To stop this happening the UK has the “Investment Manager Exemption” (IME), which ensures that the UK taxation of any income of a non-UK fund from investment transactions carried out by independent fund managers in the UK, is limited to any withholding tax (so nil for any foreign income or UK dividends). We’ve highlighted “independent”, as that can be overlooked.
The aim of the IME is to reduce the UK’s tax take on these investment transactions, so people use UK fund managers and, if you read HMRC’s guidance, it is clear that the policy is to enable as many funds and their managers to get within the exemption as possible.
Et tu brute?
However, HMRC also has a long and proud tradition of taxing fund managers until their pips squeak. From initiating many inspectors into the dark arts of transfer pricing around the turn of the century, asking them to look at the fees paid to the UK-based managers (and to be fair to HMRC, a number were booking only 0.5% in the UK out of the 2% and 20% the fund was paying), to the recent disguised investment managers fees rules, the managers themselves have been scrutinised very closely.
To tax or not to tax
A recent case required us to look at the IME in detail. The investment fund in question started off well within the safe confines of the benign HMRC treatment, non-resident funds with the IME for the UK-based investment managers. Several years down the line they are now potentially at risk (out of this protective bubble), of seeing the other face of the Revenue.
The client was a “normal” investment fund, based outside the UK (in tax neutral jurisdictions), with many external investors and UK-based fund managers who had “skin in the game” by investing alongside their clients. Indeed, if they hadn’t made these investments, no-one would have put their money into the funds. This is all catered for by the IME and it allows fund managers 18 months to find enough investors to get within the exemption.

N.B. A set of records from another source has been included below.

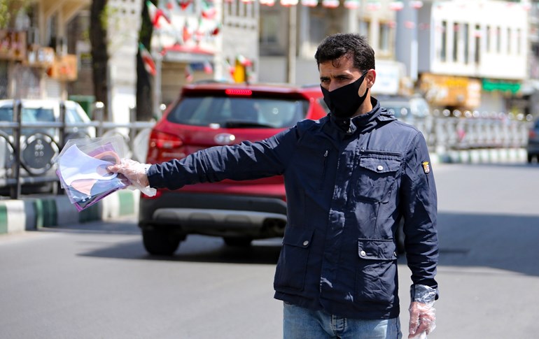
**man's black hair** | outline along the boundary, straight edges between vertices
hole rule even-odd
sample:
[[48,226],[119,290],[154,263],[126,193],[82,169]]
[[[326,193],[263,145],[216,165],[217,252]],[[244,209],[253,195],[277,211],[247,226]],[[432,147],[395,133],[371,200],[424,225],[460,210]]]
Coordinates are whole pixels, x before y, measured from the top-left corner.
[[354,60],[354,66],[360,71],[374,69],[374,51],[363,36],[353,33],[337,33],[326,38],[316,49],[316,66],[333,61],[343,55]]

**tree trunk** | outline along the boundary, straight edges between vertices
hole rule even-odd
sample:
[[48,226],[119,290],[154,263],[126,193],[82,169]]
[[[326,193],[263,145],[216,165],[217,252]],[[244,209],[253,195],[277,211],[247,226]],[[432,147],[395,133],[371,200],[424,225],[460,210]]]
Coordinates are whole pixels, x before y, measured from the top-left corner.
[[[151,0],[156,5],[158,0]],[[151,52],[152,34],[153,25],[150,21],[148,13],[148,6],[146,1],[142,2],[142,22],[139,34],[139,41],[148,50]],[[141,57],[140,49],[136,53],[136,120],[147,121],[154,117],[153,112],[153,91],[152,75],[144,68],[144,64]]]
[[92,0],[90,14],[90,42],[92,45],[92,80],[96,101],[104,105],[104,120],[108,118],[108,53],[106,39],[106,17],[104,13],[107,0]]

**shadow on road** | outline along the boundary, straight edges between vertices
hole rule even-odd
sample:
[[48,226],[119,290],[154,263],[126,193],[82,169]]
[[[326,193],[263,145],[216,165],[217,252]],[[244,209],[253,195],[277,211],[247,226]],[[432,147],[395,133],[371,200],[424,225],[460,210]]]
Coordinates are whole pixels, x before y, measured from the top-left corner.
[[[538,216],[440,212],[438,230],[440,266],[454,266],[457,269],[484,267],[539,275]],[[136,233],[131,229],[127,234],[136,237],[114,245],[108,242],[99,249],[80,255],[139,260],[275,264],[281,250],[279,238],[255,240],[251,247],[241,248],[228,247],[218,238],[189,236],[180,244],[174,256],[159,257],[146,252],[141,238],[138,236],[139,233]],[[405,263],[404,257],[399,259],[399,263]]]

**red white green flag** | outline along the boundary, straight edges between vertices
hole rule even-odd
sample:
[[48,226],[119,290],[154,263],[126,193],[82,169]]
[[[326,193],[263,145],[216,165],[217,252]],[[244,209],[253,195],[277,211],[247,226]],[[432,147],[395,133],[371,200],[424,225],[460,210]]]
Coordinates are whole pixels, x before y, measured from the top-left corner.
[[148,14],[150,15],[150,21],[155,28],[162,28],[170,24],[170,19],[165,15],[161,8],[158,8],[151,1],[147,1]]

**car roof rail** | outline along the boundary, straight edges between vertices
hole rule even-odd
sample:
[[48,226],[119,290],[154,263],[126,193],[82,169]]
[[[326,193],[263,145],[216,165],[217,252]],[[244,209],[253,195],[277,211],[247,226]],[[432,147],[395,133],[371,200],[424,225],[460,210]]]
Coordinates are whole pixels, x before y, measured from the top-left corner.
[[232,83],[225,80],[204,79],[194,81],[192,84],[228,84]]

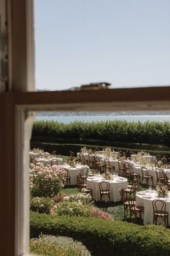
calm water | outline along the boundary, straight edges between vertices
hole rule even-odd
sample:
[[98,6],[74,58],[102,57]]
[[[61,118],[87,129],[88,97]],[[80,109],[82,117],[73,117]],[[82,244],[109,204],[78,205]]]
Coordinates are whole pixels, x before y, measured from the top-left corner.
[[70,123],[74,121],[114,121],[125,120],[128,121],[170,121],[170,115],[63,115],[63,116],[37,116],[35,120],[57,121],[63,123]]

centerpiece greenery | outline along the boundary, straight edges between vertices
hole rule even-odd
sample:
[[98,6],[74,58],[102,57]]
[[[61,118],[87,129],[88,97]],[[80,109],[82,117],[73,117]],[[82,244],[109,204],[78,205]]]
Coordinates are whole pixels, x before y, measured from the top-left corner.
[[156,186],[156,191],[158,197],[167,197],[169,196],[169,190],[167,186]]

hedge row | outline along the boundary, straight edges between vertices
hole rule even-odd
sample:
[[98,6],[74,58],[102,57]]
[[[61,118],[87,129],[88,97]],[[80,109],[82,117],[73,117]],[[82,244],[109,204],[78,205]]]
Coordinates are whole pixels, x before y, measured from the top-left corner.
[[40,136],[58,139],[125,141],[170,146],[170,123],[107,121],[91,123],[74,121],[63,124],[54,121],[37,121],[33,126],[32,140]]
[[[97,145],[86,145],[86,144],[58,144],[58,143],[48,143],[48,142],[31,142],[30,143],[31,149],[33,148],[40,148],[44,151],[47,151],[49,153],[53,153],[53,151],[57,151],[58,155],[69,155],[70,151],[74,153],[75,155],[76,155],[76,153],[81,150],[81,148],[83,147],[86,147],[87,148],[91,148],[92,150],[102,150],[105,147],[99,146]],[[151,155],[160,155],[161,157],[165,156],[167,159],[170,158],[170,150],[169,151],[162,151],[158,148],[158,150],[146,150],[143,146],[142,149],[134,149],[134,148],[117,148],[114,147],[114,150],[115,151],[125,152],[125,153],[131,154],[131,153],[138,153],[138,152],[140,150],[143,150],[146,153],[150,153]]]
[[61,235],[80,241],[94,256],[168,256],[170,231],[156,225],[31,213],[31,237]]

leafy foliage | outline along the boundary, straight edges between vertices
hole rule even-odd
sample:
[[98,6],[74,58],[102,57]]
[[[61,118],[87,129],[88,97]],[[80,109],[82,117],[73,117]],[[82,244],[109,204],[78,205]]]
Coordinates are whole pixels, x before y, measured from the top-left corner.
[[36,137],[109,140],[169,146],[170,123],[107,121],[91,123],[74,121],[63,124],[54,121],[37,121],[32,129],[32,137]]
[[50,256],[90,256],[90,252],[81,242],[71,237],[40,236],[30,240],[30,252]]
[[56,195],[64,187],[65,173],[58,166],[40,167],[30,165],[30,192],[32,197]]
[[94,256],[170,255],[170,231],[161,226],[32,213],[31,237],[41,232],[81,241]]
[[50,213],[55,202],[50,197],[32,197],[30,200],[30,210],[40,213]]

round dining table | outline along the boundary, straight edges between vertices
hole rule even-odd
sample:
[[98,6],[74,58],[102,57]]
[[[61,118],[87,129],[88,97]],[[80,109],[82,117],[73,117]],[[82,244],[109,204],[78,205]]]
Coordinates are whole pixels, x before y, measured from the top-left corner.
[[35,163],[37,165],[37,163],[42,163],[44,166],[46,166],[48,164],[54,165],[54,164],[62,164],[63,158],[40,158],[35,159]]
[[[169,223],[170,223],[170,192],[168,197],[158,197],[156,190],[140,191],[136,193],[136,206],[144,207],[143,224],[153,223],[153,210],[152,202],[154,200],[161,200],[166,202],[166,210],[169,212]],[[143,218],[143,216],[142,216]],[[158,219],[158,223],[163,223],[161,218]]]
[[89,171],[88,166],[78,164],[75,167],[72,167],[68,164],[59,165],[60,168],[66,168],[68,171],[68,176],[71,177],[71,185],[77,184],[77,174],[80,174],[82,168],[86,168]]
[[[113,175],[113,179],[106,180],[101,175],[89,176],[86,179],[86,188],[92,190],[93,200],[95,201],[100,200],[100,193],[99,183],[106,181],[109,183],[109,189],[111,191],[110,200],[112,202],[121,201],[121,195],[120,189],[126,189],[128,187],[128,179],[117,175]],[[103,200],[108,200],[107,196],[102,197]]]

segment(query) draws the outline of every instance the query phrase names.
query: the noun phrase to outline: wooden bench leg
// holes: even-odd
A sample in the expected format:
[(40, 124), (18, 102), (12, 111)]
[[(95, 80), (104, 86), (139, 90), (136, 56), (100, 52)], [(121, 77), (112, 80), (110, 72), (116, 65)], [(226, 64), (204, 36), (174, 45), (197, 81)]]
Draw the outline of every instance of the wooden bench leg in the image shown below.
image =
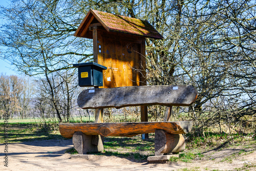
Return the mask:
[(86, 135), (81, 132), (75, 132), (73, 136), (73, 144), (79, 154), (104, 150), (102, 140), (99, 135)]
[(163, 130), (155, 132), (155, 154), (163, 155), (169, 153), (179, 153), (185, 149), (185, 139), (182, 134), (172, 134)]

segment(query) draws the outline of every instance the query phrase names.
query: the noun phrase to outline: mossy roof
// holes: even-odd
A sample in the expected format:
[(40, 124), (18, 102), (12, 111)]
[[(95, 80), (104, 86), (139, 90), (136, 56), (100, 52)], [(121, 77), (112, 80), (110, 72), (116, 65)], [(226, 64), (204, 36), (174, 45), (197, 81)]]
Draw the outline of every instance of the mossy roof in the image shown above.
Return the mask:
[[(108, 32), (117, 32), (155, 39), (163, 37), (147, 21), (90, 9), (74, 34), (86, 37), (88, 26), (96, 18)], [(87, 30), (84, 31), (84, 29)]]

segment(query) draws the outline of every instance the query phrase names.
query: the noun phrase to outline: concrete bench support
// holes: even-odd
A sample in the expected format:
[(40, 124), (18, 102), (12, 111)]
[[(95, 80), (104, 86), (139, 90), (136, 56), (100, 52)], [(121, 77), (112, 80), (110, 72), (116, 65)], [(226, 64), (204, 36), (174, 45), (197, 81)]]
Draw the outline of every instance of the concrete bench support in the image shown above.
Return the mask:
[(88, 152), (102, 152), (104, 150), (100, 135), (86, 135), (81, 132), (75, 133), (73, 136), (74, 147), (79, 154)]
[(182, 134), (169, 134), (163, 130), (156, 130), (155, 154), (163, 155), (169, 153), (179, 153), (185, 149), (185, 139)]

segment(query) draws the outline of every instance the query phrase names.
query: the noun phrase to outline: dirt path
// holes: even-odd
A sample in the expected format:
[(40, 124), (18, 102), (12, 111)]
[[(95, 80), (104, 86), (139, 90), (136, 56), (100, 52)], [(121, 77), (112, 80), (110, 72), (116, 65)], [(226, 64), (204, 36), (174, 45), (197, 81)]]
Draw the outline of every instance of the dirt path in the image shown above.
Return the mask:
[[(0, 170), (237, 170), (247, 166), (255, 170), (256, 144), (241, 152), (233, 149), (216, 149), (204, 153), (201, 160), (191, 163), (179, 161), (170, 164), (134, 162), (114, 156), (94, 156), (90, 160), (73, 159), (65, 152), (72, 147), (71, 140), (33, 141), (8, 144), (8, 167), (4, 166), (5, 144), (0, 145)], [(249, 166), (249, 167), (248, 167)]]

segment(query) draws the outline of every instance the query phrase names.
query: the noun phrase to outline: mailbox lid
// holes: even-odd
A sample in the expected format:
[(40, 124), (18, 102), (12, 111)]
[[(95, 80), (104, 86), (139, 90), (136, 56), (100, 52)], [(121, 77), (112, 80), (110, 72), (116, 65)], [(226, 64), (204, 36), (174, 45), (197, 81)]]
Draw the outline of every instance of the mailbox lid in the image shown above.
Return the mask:
[(75, 67), (75, 68), (80, 68), (80, 67), (91, 66), (91, 67), (93, 67), (93, 68), (95, 68), (94, 67), (98, 68), (99, 69), (101, 69), (102, 70), (106, 70), (106, 69), (107, 69), (107, 68), (106, 67), (102, 66), (101, 65), (99, 65), (97, 63), (94, 62), (76, 63), (76, 64), (73, 64), (73, 66), (74, 67)]

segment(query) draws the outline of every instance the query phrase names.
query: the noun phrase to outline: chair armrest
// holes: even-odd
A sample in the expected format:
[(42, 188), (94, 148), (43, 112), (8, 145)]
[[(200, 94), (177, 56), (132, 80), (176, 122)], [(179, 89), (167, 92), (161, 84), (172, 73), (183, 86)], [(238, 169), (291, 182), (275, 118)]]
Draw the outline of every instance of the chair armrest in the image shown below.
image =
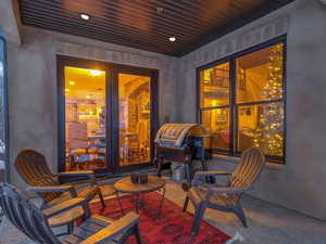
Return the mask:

The potential problem arises as a result of the funds being wound down, or to be more precise the funds are closed to external investors and, indeed, the external investors have now redeemed their investments, leaving behind one fund made up, mainly of the fund manager’s own investments. This means that the relationship between the fund and the manager is now outside of the IME. Instead of a UK-based fund manager making investment decisions on behalf of an independent fund, the UK-based fund manager is making investment decisions, effectively for their own money.
All’s well that ends well
However, for the IME to be in point, the fund has to be trading and this is the usual get out of gaol free card.
Whether a fund is trading is a question of fact, one that the legislation gives next to no help with, and that the courts and a Royal Commission have spent many hours deliberating, leaving behind those nine “badges of trade”. Helpfully, the UK courts have acknowledged that the badges are of little help in deciding if someone is investing or carrying on a financial trade.
The Courts have, though, also said that the active management of investments is not a trading activity. So, where does an investment become a trade? We believe that there are three occasions, the first is when the person holds themselves out as a market maker, offering to both buy and sell a class of investments from all comers. The second is high-frequency traders, as it is a bit difficult to argue that you are holding shares as an investment if your holding period is a nanosecond. The final occasion is where the “investment” strategy is to “play the market”, looking for shares that are about to rise or fall in value and buying or selling appropriately.
In this third scenario, the investor is looking to make a profit out of the turnover of the relevant class of investment. Whereas, if an investor buys shares to hold, aiming to make a long term gain, and receive the dividend or interest income, then even if they “actively manage” the investments by selling poorly performing shares, buying more of well performing ones etc. will not lead to a trade. To use an analogy, it is the difference between someone surfing eBay to buy items they believe they can sell at a profit, and someone who surfs to buy items they like the look of but have a habit of selling items they get bored of, or with the intention of making room for their new purchases!
Some funds will be trading with a few hints of investing, but many more will be investing with a few hints of trading, and this is the category our client is in.
Although a fund taken “in-house” is likely to be outside of the IME, other anti-avoidance rules have to be considered, such as transfer of assets abroad or the new profit fragmentation rules – but that is a tale for another day.